Une détention illégale ?

Pour les associations de défense des droits de l’homme, il n’en va pas de même. Amnesty international, par exemple, n’a cessé de dénoncer les conditions de détention des prisonniers de Guantanamo. L’association a ainsi estimé que leur situation était «un scandale pour les droits de l’homme qui viole les lois internationales». Dans ce contexte, Amnesty international a réagi très positivement à l’annonce de la décision de la Cour suprême : «Nous espérons que la Cour suprême va mettre un terme au trou noir légal dans lequel les détenus de Guantanamo ont été jetés et assurer la justice pour eux et leur famille».

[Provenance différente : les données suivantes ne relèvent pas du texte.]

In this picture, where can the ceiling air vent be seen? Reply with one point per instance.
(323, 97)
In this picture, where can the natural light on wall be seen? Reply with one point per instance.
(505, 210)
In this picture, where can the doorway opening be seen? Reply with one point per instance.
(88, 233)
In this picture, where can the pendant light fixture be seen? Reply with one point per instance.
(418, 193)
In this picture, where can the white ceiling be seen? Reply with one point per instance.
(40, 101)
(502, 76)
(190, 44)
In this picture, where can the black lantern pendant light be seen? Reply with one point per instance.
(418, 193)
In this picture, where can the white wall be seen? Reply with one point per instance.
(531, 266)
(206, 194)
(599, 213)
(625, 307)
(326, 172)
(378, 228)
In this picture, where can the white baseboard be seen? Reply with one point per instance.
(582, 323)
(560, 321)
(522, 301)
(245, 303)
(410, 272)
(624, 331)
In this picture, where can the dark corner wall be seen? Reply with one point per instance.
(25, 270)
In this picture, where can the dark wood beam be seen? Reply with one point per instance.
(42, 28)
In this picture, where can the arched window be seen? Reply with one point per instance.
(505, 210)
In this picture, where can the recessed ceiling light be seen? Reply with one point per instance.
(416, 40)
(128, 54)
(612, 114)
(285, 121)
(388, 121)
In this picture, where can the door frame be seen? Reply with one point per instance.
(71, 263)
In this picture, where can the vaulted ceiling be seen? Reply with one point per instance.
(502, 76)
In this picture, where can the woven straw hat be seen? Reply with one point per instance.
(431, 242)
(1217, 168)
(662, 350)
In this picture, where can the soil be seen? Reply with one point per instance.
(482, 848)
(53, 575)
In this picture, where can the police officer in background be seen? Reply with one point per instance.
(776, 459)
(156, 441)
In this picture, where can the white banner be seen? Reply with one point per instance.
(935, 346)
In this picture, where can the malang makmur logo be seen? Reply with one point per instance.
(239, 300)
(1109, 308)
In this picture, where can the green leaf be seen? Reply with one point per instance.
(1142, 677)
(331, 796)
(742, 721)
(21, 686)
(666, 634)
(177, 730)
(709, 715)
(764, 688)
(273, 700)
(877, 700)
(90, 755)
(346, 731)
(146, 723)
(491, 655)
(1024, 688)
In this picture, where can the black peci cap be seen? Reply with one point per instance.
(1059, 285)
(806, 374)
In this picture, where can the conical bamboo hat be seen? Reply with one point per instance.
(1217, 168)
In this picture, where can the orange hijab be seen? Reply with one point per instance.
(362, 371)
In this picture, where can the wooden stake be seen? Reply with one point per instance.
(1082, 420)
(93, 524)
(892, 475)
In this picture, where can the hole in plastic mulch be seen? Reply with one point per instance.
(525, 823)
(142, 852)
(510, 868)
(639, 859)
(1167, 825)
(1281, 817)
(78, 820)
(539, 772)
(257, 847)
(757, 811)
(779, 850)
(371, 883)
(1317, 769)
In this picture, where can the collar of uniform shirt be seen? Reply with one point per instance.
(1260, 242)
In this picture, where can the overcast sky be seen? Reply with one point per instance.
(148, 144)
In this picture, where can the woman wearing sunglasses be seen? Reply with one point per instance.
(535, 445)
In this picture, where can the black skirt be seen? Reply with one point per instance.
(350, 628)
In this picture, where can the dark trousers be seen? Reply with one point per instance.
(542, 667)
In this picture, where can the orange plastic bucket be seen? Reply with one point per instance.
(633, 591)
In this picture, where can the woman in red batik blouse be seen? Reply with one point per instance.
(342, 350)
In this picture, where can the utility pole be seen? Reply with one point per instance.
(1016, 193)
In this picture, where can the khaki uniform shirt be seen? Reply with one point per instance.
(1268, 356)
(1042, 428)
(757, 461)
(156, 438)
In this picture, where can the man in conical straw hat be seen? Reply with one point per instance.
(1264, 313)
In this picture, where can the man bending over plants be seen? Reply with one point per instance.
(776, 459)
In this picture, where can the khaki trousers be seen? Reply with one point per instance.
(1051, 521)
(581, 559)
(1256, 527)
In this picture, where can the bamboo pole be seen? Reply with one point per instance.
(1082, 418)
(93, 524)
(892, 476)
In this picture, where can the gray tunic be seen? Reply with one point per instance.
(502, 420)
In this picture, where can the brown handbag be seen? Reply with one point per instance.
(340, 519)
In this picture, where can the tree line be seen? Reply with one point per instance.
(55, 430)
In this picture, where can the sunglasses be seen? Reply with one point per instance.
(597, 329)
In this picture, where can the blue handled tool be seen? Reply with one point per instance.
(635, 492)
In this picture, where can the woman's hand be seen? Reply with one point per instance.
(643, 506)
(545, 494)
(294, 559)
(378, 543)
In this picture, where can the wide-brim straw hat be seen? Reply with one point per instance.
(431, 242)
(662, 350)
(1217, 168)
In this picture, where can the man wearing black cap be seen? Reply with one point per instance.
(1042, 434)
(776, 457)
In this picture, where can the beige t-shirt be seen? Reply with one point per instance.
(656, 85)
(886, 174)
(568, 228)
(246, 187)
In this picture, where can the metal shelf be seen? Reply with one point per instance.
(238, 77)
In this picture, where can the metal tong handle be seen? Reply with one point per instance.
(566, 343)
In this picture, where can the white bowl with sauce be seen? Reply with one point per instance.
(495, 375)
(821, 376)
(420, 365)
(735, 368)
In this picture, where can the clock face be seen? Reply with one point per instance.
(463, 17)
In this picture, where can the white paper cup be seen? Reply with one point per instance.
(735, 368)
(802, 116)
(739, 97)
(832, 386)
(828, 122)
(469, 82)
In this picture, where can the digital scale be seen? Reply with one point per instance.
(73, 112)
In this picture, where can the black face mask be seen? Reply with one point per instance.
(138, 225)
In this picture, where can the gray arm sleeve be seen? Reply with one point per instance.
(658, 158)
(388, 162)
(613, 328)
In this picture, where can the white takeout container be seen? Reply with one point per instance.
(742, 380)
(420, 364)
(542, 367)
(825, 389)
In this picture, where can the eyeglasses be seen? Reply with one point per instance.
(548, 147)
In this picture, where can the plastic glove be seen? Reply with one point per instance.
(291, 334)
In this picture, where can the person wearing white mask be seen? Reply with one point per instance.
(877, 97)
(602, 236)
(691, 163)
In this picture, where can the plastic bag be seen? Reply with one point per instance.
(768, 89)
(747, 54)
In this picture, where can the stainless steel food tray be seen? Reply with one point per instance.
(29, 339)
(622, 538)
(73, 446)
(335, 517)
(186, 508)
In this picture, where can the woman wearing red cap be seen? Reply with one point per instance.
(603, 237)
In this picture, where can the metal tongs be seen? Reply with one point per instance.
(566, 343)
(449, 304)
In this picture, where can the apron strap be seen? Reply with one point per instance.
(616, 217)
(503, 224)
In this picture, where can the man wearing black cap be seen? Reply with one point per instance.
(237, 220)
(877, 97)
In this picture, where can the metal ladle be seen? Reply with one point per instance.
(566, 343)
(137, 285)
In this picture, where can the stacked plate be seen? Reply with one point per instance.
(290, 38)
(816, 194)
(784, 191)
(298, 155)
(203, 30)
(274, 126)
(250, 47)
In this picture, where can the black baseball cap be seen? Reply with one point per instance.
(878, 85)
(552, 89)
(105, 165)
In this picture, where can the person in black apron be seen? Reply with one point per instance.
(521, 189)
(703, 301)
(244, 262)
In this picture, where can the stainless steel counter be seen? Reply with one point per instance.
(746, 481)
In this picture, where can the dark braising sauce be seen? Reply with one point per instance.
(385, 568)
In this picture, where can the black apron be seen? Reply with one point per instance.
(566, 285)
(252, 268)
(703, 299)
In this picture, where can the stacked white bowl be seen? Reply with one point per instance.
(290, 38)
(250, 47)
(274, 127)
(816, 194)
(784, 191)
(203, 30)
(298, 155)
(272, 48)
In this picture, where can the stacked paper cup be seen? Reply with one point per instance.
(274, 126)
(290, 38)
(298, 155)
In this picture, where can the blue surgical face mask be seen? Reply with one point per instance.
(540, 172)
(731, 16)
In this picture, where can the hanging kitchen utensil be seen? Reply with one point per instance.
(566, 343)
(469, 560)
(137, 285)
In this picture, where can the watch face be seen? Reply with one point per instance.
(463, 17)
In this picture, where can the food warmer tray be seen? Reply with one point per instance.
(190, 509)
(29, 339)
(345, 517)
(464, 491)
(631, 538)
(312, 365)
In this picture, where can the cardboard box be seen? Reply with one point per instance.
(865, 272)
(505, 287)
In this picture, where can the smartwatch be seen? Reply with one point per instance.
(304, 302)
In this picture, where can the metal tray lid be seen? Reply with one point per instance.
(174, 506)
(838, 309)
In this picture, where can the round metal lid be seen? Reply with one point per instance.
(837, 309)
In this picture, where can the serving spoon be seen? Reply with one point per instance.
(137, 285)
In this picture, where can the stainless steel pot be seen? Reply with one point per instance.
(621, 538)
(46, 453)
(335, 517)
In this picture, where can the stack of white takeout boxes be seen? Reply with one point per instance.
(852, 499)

Les avocats des 16 prisonniers, qui agissent sans lien avec les détenus eux-mêmes qui n’ont aucun moyen de connaître l’état d’avancement des procédures, ont aussi fait part de leur satisfaction. Ils plaident pour faire respecter le droit de leurs clients à bénéficier d’une défense et d’un procès équitable et dénoncent les abus dont ils sont victimes en étant détenus «arbitrairement» à Guantanamo. Michael Rather, le président du Centre pour les droits constitutionnels qui défend les prisonniers australiens et britanniques, a ainsi déclaré : «L’un principes démocratiques les plus fondamentaux est en jeu dans ce cas : à savoir si le gouvernement peut détenir des personnes sans charge et leur dénier le droit de tester la légalité de leur détention dans un procès public». Les avocats ont reçu le soutien dans leur démarche d’un groupe d’anciens militaires, juges et de diplomates américains qui craignent que ce qu’ils considèrent comme des atteintes aux droits constitutionnels des prisonniers de Guantanamo ne puisse avoir des répercussions sur les droits de tous les Américains dans le cadre de la guerre contre le terrorisme. De même, ces opposants à la politique de George W. Bush estiment que le traitement actuel des prisonniers de Guantanamo fait perdre aux Etats-Unis «l’autorité morale» qui pourrait leur permettre par la suite de réclamer un traitement «équitable et humain» pour des détenus américains.

Dans ce contexte, la décision de la Cour suprême qui n’interviendra pas avant le mois de juin 2004, une fois que les parties auront exposé leur point de vue sur cette détention jugée «illégale» durant une heure chacune, est particulièrement attendue. Mais même si le fait que la Cour suprême ait accepté d’examiner la question de la compétence des tribunaux américains pour juger les prisonniers de Guantanamo va dans le sens des demandes des défenseurs, rien ne peut laisser présager de la décision finale qu’elle prendra. Les neuf juges qui composent cette instance ont en effet des points de vue différents sur la question. Le président William Rehnquist a ainsi déjà émis l’opinion selon laquelle les droits individuels doivent être limités en cas de guerre. Alors qu’un autre juge, Stephen Breyer, a déclaré pour sa part que «la Constitution compte toujours, peut-être et surtout en cas d’urgence».